= Rock Island Clean Line =

Proposed transmission line in midwestern U.S.

The Rock Island Clean Line was a proposed 500-mile high voltage direct current (HVDC) transmission line. The stated purpose of the line was to transport electrical power from wind energy dense states in the Midwestern United States (Iowa, Nebraska, South Dakota and Minnesota) to the energy markets in the Chicago, Illinois, and cities further east. The planned line would run from the Sanborn, Iowa area to near Morris, Illinois. The developer, Clean Line Energy Partners, originally targeted an operational date of 2017.

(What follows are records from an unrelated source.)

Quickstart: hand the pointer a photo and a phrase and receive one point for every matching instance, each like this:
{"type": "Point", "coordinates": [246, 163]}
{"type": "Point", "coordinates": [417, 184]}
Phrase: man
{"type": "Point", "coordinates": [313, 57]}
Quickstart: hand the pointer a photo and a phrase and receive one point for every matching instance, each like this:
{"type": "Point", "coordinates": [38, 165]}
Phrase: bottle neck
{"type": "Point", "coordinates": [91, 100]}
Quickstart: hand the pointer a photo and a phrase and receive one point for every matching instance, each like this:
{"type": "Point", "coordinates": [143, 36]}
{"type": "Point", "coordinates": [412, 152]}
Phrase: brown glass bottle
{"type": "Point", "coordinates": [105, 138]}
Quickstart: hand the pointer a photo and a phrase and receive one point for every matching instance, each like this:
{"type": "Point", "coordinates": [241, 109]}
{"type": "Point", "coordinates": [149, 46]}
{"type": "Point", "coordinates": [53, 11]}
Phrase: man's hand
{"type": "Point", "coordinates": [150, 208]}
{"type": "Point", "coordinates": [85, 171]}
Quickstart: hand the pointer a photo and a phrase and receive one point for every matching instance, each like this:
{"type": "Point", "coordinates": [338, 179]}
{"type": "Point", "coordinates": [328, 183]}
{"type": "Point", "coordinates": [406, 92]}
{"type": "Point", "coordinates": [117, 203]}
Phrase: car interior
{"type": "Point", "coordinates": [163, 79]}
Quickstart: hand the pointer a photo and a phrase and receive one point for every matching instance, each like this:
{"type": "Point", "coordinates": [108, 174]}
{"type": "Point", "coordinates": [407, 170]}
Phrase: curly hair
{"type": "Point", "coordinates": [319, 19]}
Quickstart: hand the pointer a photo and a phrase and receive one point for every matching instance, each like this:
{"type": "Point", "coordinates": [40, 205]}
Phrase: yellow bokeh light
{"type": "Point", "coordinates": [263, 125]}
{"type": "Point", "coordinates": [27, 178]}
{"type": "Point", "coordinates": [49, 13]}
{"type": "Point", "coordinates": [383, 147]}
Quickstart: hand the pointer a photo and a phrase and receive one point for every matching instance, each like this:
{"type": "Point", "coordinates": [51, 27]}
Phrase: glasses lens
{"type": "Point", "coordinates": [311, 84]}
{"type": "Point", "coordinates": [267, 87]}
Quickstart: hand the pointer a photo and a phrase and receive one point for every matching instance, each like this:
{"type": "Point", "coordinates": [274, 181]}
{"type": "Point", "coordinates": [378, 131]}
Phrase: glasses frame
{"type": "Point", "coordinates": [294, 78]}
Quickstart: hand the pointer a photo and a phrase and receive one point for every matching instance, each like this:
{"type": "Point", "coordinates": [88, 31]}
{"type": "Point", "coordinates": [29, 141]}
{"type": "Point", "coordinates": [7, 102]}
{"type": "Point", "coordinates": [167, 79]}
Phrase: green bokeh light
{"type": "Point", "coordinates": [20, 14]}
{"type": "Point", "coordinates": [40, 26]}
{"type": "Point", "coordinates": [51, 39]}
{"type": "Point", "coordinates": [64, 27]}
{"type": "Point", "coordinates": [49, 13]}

The region where the line would start has large potential for wind generation, but currently already can produce all the electricity it can use or transport out of the region on existing transmission lines. The line would have the capacity to transport up to 3500 megawatts of power out of the region. An economic study for the line estimates that it could transmit the power of eight 500 MW wind farms in the Siouxland area.

The Federal Electricity Regulatory Commission approved the line in May 2012. In November 2014, the Illinois Commerce Commission approved it. As of January 2016, the Iowa Utilities Board has not yet approved it.

Opposition to the Rock Island Clean Line was organized by Block RICL, which claims that the line will carry mostly non-wind energy (i.e., coal) and will use an unreasonably large amount of land.

As of 2022, the status of the project is that it is completely dead. Clean Line withdrew its application to the Iowa Utilities Board in 2017, and Clean Line lost a decision of the Illinowas Supreme Court which held that Clean Line did not meet the ownership requirements to be a public utility in Illinois. Thus, the entire project has been killed by the two states. Clean Line is out of business and has let go all of its employees.